Both gas and liquid flows can be measured in volumetric or mass flow rates. With non-compressible liquids these two measurements are very nearly the same sans the effects of temperature. With compressible gasses though, they are very different. The same mass under different pressures will occupy dissimilar volumes.
To demonstrate this, take a folded fluffy comforter and weigh it. Then stuff into one of those storage bags that you suck down with a vacuum cleaner. The physical size becomes very much smaller but the weight (mass) stays the same.
When measuring a flow of a compressible gas through a pipe you are measuring volumetric flow. Unlike non-compressible liquids, it is of little value unless it is converted to mass flow which would be dictated by the pressure it is under. For example the utility company charges by the cubic foot of natural gas and gallons for water. With water you actually get a gallon as measured by the meter. With gas though, the mass you receive depends on pressure it is under.
To effectively measure gas flows, their volumetric flow rate has to be converted to standard conditions for temperature and pressure. Simply put, it is the volume it would occupy at atmospheric pressure (14.7 psi) and defined as standard cubic feet per minute (SCFM).
Convert flow from CFM to SCFM
Qg = Q x P/14.7
Qg=Gas flow in standard cubic feet per minute (SCFM)
Q=Volume flow rate in cubic feet per minute (CFM)
P=Line pressure absolute (gage pressure +14.7).
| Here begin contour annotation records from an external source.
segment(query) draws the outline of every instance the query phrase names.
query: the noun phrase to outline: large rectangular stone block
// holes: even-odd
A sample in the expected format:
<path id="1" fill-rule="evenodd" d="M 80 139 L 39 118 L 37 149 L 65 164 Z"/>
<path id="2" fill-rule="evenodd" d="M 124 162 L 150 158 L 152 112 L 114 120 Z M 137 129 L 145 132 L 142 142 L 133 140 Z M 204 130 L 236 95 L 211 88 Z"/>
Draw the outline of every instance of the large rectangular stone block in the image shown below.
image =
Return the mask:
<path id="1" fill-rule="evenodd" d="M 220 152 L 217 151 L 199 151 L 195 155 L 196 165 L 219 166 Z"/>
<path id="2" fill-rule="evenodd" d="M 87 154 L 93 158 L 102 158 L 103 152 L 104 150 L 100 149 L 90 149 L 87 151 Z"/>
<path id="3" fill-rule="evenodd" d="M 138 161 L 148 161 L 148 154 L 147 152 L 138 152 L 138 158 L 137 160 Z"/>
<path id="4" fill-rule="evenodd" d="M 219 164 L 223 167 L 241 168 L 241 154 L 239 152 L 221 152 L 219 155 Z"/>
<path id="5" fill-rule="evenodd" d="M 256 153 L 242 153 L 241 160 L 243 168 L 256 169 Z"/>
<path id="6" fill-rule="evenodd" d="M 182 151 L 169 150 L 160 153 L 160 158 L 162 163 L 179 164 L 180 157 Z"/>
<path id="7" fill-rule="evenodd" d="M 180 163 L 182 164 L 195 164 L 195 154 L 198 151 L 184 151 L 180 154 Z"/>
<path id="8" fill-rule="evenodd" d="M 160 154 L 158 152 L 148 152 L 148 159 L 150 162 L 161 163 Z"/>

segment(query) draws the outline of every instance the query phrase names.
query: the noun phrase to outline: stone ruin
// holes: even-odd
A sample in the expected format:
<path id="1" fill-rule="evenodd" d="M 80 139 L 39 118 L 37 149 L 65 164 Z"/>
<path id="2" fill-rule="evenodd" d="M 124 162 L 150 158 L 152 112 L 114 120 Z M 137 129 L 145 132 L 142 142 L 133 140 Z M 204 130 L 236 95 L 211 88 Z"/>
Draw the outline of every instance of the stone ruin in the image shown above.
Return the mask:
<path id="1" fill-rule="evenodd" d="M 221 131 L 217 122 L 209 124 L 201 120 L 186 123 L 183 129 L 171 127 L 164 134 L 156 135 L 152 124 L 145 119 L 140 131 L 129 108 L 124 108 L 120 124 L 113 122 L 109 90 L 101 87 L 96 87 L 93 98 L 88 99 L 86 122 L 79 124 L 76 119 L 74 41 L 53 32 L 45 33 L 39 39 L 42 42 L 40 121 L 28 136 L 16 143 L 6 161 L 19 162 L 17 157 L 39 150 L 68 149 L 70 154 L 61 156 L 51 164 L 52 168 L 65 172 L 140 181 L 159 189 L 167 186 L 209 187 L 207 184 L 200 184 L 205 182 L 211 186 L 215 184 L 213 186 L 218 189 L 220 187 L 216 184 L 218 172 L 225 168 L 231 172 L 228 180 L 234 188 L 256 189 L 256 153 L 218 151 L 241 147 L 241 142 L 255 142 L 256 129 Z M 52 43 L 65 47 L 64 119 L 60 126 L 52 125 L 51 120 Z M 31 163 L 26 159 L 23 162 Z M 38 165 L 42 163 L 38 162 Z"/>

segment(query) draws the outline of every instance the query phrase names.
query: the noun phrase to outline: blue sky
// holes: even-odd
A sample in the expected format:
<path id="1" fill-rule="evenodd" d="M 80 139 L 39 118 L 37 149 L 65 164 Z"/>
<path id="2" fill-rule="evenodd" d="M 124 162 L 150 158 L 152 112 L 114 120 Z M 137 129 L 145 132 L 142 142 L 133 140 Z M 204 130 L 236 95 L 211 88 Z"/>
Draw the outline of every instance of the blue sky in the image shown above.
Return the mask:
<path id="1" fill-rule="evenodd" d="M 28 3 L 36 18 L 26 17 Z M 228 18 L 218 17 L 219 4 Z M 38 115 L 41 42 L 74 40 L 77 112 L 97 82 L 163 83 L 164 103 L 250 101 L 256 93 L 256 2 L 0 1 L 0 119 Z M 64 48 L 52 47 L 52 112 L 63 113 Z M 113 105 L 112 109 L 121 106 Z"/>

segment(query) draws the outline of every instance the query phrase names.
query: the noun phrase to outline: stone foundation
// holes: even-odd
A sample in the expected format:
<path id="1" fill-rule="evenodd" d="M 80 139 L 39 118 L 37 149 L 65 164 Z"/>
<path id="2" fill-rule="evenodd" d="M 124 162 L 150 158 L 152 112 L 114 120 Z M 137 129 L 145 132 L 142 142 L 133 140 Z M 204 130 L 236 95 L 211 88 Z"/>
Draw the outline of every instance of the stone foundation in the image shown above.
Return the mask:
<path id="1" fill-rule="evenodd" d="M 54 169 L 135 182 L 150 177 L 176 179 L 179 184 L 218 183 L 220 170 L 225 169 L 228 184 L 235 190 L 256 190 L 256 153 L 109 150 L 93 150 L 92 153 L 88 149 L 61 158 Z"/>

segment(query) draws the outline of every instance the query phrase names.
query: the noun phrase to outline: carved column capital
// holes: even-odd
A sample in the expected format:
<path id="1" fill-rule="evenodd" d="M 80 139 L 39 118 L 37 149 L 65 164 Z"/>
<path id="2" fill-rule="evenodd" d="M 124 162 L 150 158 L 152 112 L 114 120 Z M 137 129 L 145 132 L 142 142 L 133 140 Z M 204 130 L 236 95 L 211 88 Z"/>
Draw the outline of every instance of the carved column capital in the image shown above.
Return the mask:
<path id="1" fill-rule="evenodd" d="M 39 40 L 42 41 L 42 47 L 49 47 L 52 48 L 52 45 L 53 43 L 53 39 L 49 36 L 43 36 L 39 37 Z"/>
Example: Convert gas flow expressed in cubic feet per minute (CFM) to units of standard cubic feet per minute (SCFM).
Q = 20 CFM
P = 114.7 (100 psi gage reading +14.7)
Qg = Q x P/14.7 = 20 CFM x 114.7/ 14.7 = 156 SCFM
Flow meters used to measure gasses usually are calibrated for readings at atmospheric pressure. When the flow is under pressure, they provide a chart of factors associated with various pressures to multiply against the visual reading.